Expansion additives have been used in cement plugs to mitigate the potential risk of plug failure resulting from shrinkage. These additives are effective only when their amount is tailored for downhole boundary conditions, and their role should be well understood. This work discusses using an improved testing method that enhances the dependability of the volume change measurement and exhibits the impact of test boundary conditions on the shrinking and expanding behaviors of cement plugs.
Boundary conditions investigated with this method include temperature, pressure, water access to the cement from the formation, and the role of mechanical constraints. Dependability is demonstrated by verifying the repeatability and reproducibility of the method at two different laboratories. Together with the noninvasive continuous volume change, supplementary measurements, such as ultrasonic compressive strength, tensile strength, and chemical composition analysis, have provided inferences about the mechanism of volume change.

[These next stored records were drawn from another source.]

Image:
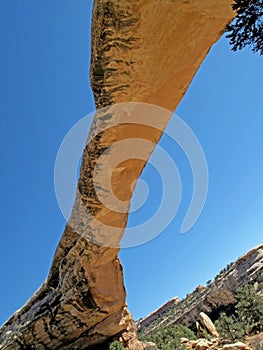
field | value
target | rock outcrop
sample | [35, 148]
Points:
[143, 51]
[216, 297]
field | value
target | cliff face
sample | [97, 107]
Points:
[217, 296]
[144, 51]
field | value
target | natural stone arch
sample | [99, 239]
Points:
[142, 51]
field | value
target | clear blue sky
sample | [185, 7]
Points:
[45, 49]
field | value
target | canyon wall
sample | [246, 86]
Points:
[142, 51]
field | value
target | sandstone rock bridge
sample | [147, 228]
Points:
[142, 51]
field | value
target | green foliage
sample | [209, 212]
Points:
[248, 317]
[247, 28]
[116, 345]
[229, 328]
[169, 338]
[250, 308]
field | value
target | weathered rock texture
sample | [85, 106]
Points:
[216, 297]
[144, 51]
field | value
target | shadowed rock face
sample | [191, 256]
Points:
[216, 297]
[143, 51]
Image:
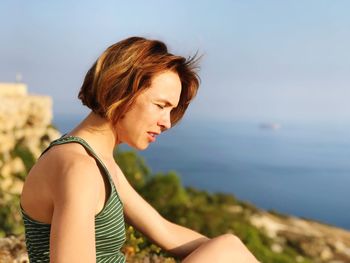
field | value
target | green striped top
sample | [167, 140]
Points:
[109, 222]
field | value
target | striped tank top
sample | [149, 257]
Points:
[109, 222]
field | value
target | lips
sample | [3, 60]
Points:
[152, 136]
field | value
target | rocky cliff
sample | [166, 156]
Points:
[25, 129]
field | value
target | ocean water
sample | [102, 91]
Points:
[301, 169]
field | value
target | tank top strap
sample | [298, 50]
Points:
[74, 139]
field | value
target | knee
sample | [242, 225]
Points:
[228, 241]
[232, 247]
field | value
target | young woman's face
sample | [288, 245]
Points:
[150, 114]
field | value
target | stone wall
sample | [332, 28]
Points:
[25, 122]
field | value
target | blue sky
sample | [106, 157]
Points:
[263, 60]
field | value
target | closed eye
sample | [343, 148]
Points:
[160, 106]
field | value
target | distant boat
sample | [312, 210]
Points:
[270, 126]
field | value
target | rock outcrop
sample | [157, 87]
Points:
[321, 242]
[25, 127]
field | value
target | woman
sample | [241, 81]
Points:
[76, 198]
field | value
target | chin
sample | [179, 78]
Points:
[139, 147]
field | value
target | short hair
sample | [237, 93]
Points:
[126, 68]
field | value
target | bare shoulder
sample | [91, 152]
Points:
[64, 172]
[72, 171]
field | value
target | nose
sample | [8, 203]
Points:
[165, 121]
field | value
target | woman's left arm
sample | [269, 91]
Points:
[177, 240]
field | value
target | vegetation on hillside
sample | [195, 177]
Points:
[208, 213]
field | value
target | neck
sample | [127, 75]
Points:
[98, 132]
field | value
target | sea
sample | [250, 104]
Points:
[296, 168]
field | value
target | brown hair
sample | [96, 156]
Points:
[126, 69]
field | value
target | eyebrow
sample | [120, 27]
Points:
[167, 103]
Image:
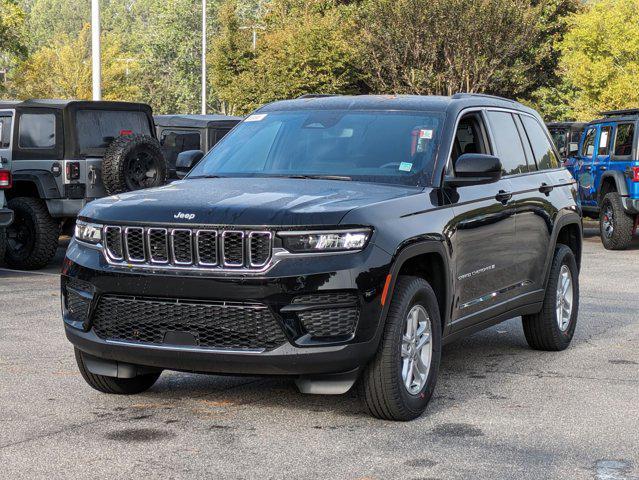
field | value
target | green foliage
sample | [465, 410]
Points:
[600, 56]
[303, 48]
[12, 18]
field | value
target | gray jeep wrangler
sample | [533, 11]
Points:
[63, 154]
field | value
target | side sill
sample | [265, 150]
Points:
[516, 312]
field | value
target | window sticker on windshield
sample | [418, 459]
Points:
[258, 117]
[426, 133]
[405, 167]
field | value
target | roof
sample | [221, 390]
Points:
[431, 103]
[59, 104]
[195, 121]
[569, 124]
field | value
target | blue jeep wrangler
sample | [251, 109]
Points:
[606, 168]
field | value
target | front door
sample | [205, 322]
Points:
[585, 168]
[6, 135]
[482, 233]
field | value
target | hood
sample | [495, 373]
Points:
[243, 202]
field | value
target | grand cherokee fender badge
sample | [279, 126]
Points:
[185, 216]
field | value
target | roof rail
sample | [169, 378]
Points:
[318, 95]
[615, 113]
[482, 95]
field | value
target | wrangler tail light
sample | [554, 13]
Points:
[5, 179]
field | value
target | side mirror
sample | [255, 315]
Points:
[475, 169]
[186, 161]
[573, 148]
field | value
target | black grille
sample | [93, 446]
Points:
[158, 245]
[114, 242]
[207, 247]
[260, 248]
[77, 305]
[187, 248]
[211, 325]
[327, 298]
[182, 246]
[330, 323]
[135, 244]
[233, 249]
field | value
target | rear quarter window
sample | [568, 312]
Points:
[37, 130]
[540, 144]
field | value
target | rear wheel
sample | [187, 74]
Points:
[615, 225]
[554, 326]
[118, 386]
[400, 380]
[32, 238]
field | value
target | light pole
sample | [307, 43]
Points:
[203, 57]
[95, 49]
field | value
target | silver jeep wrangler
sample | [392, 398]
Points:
[63, 154]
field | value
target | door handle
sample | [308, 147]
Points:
[545, 188]
[503, 196]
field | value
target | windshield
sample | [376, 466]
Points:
[370, 146]
[97, 128]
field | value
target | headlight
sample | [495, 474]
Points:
[88, 232]
[330, 241]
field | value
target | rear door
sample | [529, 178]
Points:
[584, 171]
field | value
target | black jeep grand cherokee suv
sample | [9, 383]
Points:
[332, 239]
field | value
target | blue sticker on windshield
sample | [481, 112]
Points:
[405, 167]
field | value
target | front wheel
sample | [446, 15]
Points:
[400, 380]
[615, 225]
[554, 326]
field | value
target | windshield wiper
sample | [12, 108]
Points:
[320, 177]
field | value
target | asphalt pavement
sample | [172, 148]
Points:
[500, 411]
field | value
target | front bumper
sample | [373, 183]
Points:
[361, 273]
[6, 217]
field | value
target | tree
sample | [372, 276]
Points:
[63, 70]
[446, 46]
[600, 56]
[304, 49]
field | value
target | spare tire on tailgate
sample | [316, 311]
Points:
[133, 162]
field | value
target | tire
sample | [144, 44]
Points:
[32, 238]
[113, 385]
[615, 232]
[382, 387]
[133, 162]
[542, 330]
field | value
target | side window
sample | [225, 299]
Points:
[5, 131]
[588, 148]
[37, 130]
[540, 144]
[508, 143]
[604, 141]
[623, 141]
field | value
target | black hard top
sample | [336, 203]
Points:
[628, 114]
[196, 121]
[568, 124]
[58, 104]
[433, 103]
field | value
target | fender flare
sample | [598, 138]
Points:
[43, 180]
[619, 179]
[569, 217]
[405, 253]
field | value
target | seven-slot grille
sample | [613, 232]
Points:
[185, 247]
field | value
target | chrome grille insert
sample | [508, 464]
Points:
[214, 249]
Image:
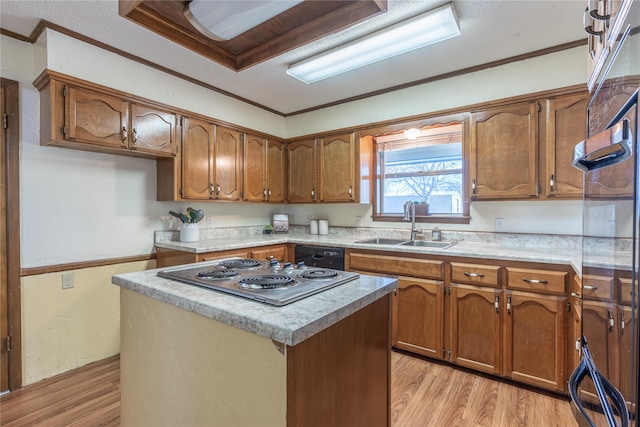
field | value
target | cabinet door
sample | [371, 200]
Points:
[276, 168]
[535, 343]
[566, 118]
[197, 153]
[417, 316]
[475, 328]
[227, 164]
[337, 168]
[152, 130]
[302, 170]
[626, 322]
[254, 165]
[503, 152]
[95, 118]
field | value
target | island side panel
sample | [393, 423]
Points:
[342, 375]
[182, 369]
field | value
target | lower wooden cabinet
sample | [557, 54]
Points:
[475, 328]
[534, 339]
[417, 316]
[472, 316]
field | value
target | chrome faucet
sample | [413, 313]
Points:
[410, 215]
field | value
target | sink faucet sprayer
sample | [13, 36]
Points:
[410, 215]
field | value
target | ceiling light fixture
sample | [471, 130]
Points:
[429, 28]
[224, 20]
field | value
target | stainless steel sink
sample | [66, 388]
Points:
[381, 241]
[428, 244]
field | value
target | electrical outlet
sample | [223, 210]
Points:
[67, 280]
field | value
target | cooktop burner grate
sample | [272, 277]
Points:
[222, 273]
[241, 263]
[266, 281]
[319, 274]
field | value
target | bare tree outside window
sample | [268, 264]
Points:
[427, 172]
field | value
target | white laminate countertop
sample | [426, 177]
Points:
[533, 252]
[566, 250]
[290, 324]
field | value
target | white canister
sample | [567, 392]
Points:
[323, 226]
[189, 232]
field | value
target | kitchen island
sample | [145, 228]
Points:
[191, 356]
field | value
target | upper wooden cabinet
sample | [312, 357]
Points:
[211, 161]
[328, 169]
[337, 157]
[503, 152]
[301, 158]
[565, 125]
[264, 170]
[81, 115]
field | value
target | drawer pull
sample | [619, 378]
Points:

The new method embodies all attributes listed in API 10 TR2 (1997), including a constant external stress state in all measurements and a constant pore pressure during total volume change measurement. The results of percentage volume change from this test method present an extremely small variance, highlighting its repeatability; additionally, the measurement was reproducible between laboratories. Expansion value increased with a decrease in confining pressure, and excessive expansion in the absence of an effective confining pressure produced weak samples. The absence of outside water caused cement containing the expansion aid to shrink more than its neat equivalent; such observations highlight the importance of fluid boundary on the action of expansion additives.
These observations were possible because the test method can capture temporal and boundary condition effects more aptly. Thus, the improved method provides a dependable measurement for tailoring plug properties.